Fix possible permanent "Cannot schedule a task" error #9154

azat · 2020-02-17T07:18:22Z

Changelog category (leave one):

Bug Fix

Changelog entry (a user-readable short description of the changes that goes to CHANGELOG.md):
Fix possible permanent "Cannot schedule a task" error (due to unhandled exception in ParallelAggregatingBlockInputStream::Handler::onFinish/onFinishThread)

Refs: #6833

azat · 2020-02-17T09:47:03Z

00974_query_profiler | FAIL

Fails on upstream/master too

alexey-milovidov

Ok but I don't understand what is the fix.

alexey-milovidov · 2020-02-17T11:33:22Z

No logic in ThreadPool was changed. It should work with unhandled exceptions regardless to the change.

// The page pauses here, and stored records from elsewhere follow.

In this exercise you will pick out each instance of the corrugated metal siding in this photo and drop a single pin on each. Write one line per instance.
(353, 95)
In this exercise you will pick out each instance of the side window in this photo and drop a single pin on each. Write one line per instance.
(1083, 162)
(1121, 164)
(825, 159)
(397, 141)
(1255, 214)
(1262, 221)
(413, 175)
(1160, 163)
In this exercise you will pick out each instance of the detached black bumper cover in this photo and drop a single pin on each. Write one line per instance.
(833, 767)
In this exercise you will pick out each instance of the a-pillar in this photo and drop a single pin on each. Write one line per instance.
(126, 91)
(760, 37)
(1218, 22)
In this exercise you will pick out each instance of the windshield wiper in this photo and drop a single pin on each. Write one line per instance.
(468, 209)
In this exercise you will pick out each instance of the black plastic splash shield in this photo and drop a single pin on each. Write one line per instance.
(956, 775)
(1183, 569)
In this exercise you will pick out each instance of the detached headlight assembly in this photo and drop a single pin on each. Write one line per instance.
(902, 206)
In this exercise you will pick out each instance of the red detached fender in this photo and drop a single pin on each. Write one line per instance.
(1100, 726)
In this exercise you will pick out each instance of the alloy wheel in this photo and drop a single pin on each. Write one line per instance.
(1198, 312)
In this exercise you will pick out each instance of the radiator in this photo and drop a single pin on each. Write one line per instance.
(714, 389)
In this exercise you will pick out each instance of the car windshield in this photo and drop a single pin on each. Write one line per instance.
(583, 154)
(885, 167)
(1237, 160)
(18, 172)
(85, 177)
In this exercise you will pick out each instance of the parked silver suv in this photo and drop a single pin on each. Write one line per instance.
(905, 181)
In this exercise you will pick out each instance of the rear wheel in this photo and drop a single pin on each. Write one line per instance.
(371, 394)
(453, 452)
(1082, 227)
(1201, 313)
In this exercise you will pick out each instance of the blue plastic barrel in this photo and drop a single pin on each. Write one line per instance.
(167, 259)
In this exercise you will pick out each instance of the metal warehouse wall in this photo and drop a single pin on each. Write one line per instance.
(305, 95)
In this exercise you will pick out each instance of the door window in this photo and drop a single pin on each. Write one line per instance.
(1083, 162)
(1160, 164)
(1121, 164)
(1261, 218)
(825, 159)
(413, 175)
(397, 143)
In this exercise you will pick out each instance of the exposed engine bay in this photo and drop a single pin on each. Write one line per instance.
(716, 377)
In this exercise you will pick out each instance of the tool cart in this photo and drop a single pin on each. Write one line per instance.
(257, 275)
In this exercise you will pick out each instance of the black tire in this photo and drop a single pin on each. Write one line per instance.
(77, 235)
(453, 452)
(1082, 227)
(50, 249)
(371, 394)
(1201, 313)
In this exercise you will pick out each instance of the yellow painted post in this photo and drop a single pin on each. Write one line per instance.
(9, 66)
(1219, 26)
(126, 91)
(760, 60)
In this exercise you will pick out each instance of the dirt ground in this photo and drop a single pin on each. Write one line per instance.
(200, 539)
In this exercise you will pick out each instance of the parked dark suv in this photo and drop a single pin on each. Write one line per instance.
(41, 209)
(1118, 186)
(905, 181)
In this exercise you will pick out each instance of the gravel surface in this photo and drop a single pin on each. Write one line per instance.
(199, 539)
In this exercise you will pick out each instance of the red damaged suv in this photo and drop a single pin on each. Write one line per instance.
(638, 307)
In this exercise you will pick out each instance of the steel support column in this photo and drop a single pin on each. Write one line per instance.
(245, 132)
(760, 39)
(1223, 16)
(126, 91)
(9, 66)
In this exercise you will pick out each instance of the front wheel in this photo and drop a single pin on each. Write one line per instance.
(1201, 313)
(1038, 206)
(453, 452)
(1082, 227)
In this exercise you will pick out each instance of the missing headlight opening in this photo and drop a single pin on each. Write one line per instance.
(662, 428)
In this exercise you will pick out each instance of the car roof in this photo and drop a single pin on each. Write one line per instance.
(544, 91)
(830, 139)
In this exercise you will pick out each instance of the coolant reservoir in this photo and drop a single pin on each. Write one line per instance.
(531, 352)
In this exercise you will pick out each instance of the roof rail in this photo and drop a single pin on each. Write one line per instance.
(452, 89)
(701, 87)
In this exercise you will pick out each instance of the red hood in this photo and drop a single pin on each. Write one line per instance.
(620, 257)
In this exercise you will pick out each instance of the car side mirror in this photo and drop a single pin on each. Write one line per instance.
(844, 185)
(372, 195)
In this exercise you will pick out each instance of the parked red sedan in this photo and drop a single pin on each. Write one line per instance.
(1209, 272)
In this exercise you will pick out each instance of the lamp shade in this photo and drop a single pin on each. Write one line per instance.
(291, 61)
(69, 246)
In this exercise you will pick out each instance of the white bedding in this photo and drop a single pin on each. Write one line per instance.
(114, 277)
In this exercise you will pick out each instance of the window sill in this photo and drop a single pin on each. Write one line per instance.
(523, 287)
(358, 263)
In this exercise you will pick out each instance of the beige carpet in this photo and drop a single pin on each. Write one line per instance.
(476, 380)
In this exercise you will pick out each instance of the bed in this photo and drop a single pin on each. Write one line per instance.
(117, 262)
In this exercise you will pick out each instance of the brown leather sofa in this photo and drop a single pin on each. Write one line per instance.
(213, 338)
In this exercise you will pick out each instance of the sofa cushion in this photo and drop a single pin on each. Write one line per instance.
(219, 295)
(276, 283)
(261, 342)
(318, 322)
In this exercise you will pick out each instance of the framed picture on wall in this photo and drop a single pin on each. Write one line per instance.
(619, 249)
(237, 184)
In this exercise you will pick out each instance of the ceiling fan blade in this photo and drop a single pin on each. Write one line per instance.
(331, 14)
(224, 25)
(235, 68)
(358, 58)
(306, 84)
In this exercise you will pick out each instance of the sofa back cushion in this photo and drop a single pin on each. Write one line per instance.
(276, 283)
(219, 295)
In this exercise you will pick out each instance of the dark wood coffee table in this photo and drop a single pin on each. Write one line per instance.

azat · 2020-02-17T11:40:47Z

No logic in ThreadPool was changed. It should work with unhandled exceptions regardless to the change

In case of exception it will shutdown it, and in some cases the global pool can be terminated, which will lead to "cannot schedule task" permanently for every new connection/query

d83f249 has some details, if this is not enough, ping me, I can try to get back with reproducer

alexey-milovidov · 2020-02-17T12:48:50Z

In case of exception it will shutdown it, and in some cases the global pool can be terminated, which will lead to "cannot schedule task" permanently for every new connection/query

We don't use GlobalThreadPool directly, only via ThreadFromGlobalPool.

alexey-milovidov · 2020-02-17T12:50:57Z

The proper fix will be:

don't throw from the job function of ThreadFromGlobalPool.
https://clickhouse-test-reports.s3.yandex.net/codebrowser/html_report/ClickHouse/dbms/src/Common/ThreadPool.h.html#164

azat · 2020-02-17T13:04:36Z

don't throw from the job function of ThreadFromGlobalPool.

Ok.

Does onFinish* should be wrapped with try/catch/onException anyway? (looks like it still worth adding)

dbms/src/DataStreams/ParallelInputsProcessor.h

azat · 2020-02-17T19:36:24Z

don't throw from the job function of ThreadFromGlobalPool.

So the exception need to be re-thrown somehow, this can be done from the join(), but in this case the following should be done:

modify each join() that called in destructor -- not a problem
ThreadPoolImpl will not known that exception occurred until destructor (finalize)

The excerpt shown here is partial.